While identity theft is nothing new, criminals are increasingly targeting the IRS because it is so easy. All they have to do is steal someone's name and Social Security number. They file a bogus tax return, showing a large refund. By the time the real taxpayer gets around to filing, the IRS has already sent out a check to the impostor.
In Fiscal Year 2010 the IRS reported just 147 identity theft prosecutions. By Fiscal Year 2012 the number had grown to 544. In the first half of Fiscal Year 2013 there were 441.
The IRS says its work on identity theft and related refund fraud now touches nearly every part of the agency. To combat the problem the IRS has had to devote more of its resources to identity potential fraud and try to stop it before it occurs.
In some cases this may slow down your direct deposit refund. Banks have also been enlisted to help prevent fraudulent refunds from being sent out. Stephanie, of Queens, N.Y., encountered a delay when she tried to have her tax refund direct deposited to her RushCard.
“I got a message from RushCard asking for my 1040 form and without the form they cannot release my tax refund that is due to me,” she wrote in a ConsumerAffairs post.
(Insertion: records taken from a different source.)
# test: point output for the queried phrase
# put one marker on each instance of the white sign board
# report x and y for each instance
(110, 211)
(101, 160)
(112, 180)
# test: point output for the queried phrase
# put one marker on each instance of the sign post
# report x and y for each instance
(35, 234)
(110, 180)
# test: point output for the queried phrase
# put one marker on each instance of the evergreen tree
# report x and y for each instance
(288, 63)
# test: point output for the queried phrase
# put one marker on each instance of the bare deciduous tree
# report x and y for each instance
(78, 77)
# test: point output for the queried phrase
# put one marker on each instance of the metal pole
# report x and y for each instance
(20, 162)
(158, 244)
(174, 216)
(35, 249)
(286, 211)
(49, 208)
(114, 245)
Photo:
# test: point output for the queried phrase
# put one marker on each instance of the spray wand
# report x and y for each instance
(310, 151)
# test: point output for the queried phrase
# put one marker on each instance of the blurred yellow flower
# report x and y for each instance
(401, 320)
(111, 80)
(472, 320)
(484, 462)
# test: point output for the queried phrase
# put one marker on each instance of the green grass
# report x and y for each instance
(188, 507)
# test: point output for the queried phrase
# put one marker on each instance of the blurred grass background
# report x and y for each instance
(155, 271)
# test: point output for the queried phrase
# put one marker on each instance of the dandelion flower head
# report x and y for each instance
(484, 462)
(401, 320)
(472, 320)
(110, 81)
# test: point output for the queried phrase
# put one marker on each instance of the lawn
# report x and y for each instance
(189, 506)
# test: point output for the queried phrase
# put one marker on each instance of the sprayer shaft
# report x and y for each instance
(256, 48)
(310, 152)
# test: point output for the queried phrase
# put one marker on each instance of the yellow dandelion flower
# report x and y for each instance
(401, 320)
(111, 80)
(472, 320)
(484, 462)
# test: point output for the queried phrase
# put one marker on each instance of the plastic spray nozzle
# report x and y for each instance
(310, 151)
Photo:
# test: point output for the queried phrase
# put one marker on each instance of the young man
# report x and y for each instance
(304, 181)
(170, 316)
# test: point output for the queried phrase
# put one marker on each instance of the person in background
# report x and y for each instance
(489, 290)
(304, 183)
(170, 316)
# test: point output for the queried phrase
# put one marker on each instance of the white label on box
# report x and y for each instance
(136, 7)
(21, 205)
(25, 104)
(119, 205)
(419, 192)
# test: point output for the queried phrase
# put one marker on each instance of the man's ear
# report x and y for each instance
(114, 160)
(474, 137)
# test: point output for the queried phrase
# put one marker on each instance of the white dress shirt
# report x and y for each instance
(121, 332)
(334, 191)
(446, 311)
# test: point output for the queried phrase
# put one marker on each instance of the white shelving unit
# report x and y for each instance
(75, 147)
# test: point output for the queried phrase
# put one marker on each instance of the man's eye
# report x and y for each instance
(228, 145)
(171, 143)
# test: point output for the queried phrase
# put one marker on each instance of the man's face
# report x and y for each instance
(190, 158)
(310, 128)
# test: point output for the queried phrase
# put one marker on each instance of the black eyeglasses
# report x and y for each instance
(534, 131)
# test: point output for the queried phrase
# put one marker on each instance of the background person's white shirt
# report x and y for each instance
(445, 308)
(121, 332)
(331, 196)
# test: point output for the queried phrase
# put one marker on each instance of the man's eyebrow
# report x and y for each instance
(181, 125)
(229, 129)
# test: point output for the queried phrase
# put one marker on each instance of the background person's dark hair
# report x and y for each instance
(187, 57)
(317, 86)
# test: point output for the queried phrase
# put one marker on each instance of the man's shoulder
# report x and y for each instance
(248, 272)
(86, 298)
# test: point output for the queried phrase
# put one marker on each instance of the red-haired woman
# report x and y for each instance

Banks are sometimes freezing refunds like Stephanie's if the return is even suspected of being bogus. Since pre-paid cards are a favorite tool of tax identity thieves, the verification burden can be even greater. It results in placing a burden on the taxpayer, who understandably wants to get their hands on their refund as soon as possible.
Things are worse, of course, for taxpayers who actually have had their identity stolen. The IRS has had to devote resources to trying to help these people, as well as trying to prevent future identity theft.
All of this not only slows the bureaucracy but costs money. As Taxpayer Advocate Nina Olson noted in her January report, last year's sequestration substantially cut the IRS’s funding. Calling IRS funding “inadequate,” she says cuts designed to reduce the budget deficit can have the opposite effect when applied to the revenue collection agency.